Why Amaneki
The honest case for subscribing to a regime API rather than rolling your own or buying from an incumbent.
vs. DIY (you write it yourself)
A 3-state volatility FSM is a couple hundred lines of Python. Anyone with Binance API access can ship one in a day. What you're paying Amaneki for is the next nine months: running the poller 24/7, absorbing exchange downtime, keeping thresholds calibrated as the market shifts, reconciling Binance / Coinbase / Bybit symbol quirks, handling the WebSocket fan-out. The signal is the easy part; the uptime is the hard part.
vs. Glassnode / Coinglass / Kaiko
They're broader — hundreds of metrics across on-chain, derivatives, flow. We're one metric done deeply: regime detection with per-symbol calibration, cross-exchange consensus, and an RV-vs-IV gap for BTC/ETH. If you need the full quant warehouse, use them. If regime is specifically what you're optimising for, we go further on that single axis.
vs. AI-generated code
A language model will write the detector for you in 30 seconds. It won't write the backfill, the Postgres migrations, the signing scheme on your outbound webhooks, the rate limiter, the CI pipeline, the status page, or the on-call when Binance rate-limits you at 3am.

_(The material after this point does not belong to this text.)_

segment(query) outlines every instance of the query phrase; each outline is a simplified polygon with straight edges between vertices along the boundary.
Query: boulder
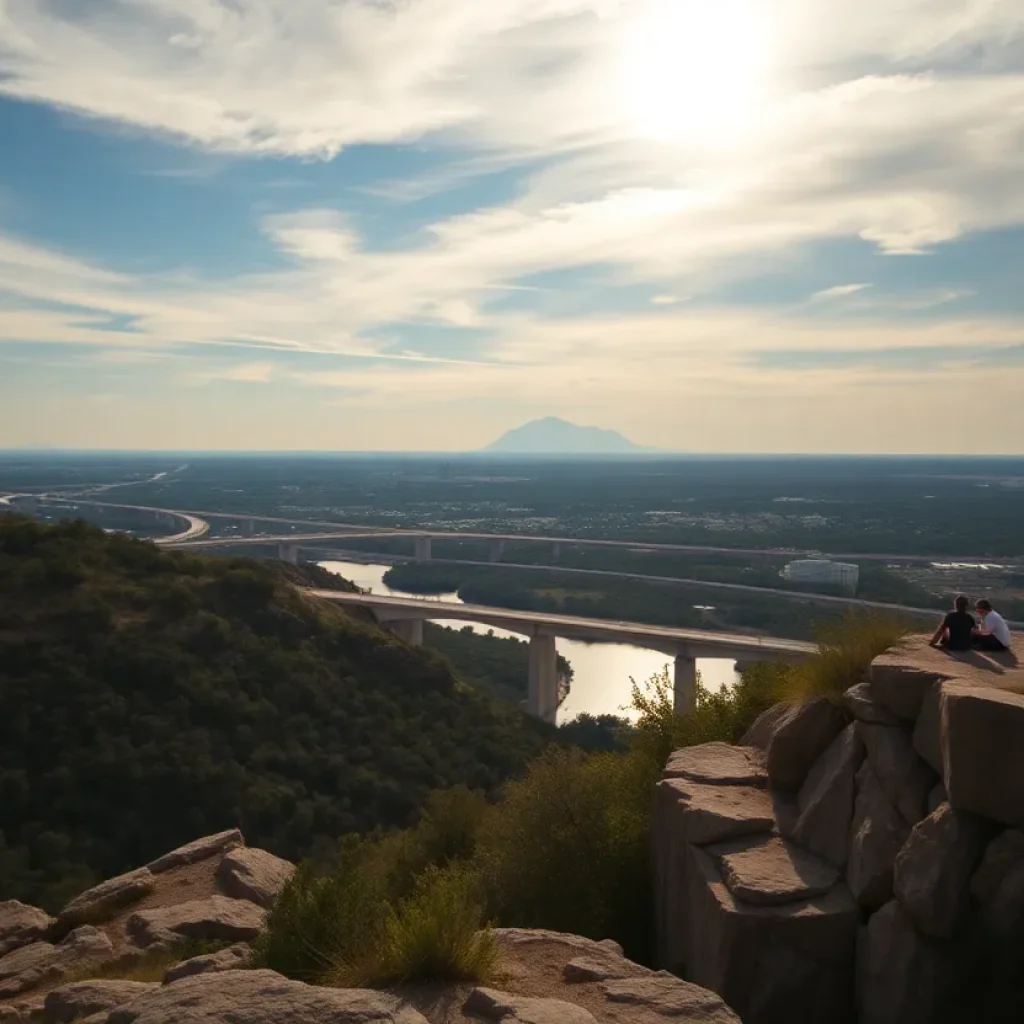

What AI compresses is the code-writing. What we compress is the operational commitment.
vs. TradingView alerts
TradingView is for humans watching charts. Amaneki is for programs reading JSON. Different tool, different consumer.
Honest limits
We publish F1 0.39–0.45 at the balanced preset, per symbol. That is a noisy-problem number, not an impressive one. Regime detection against a smoothed percentile ground truth has a ceiling around there; anyone advertising F1 > 0.9 is labelling with future information.
We don't forecast price. We don't tell you what to trade. We tell you what state the recent vol is in, as cleanly as we can measure it.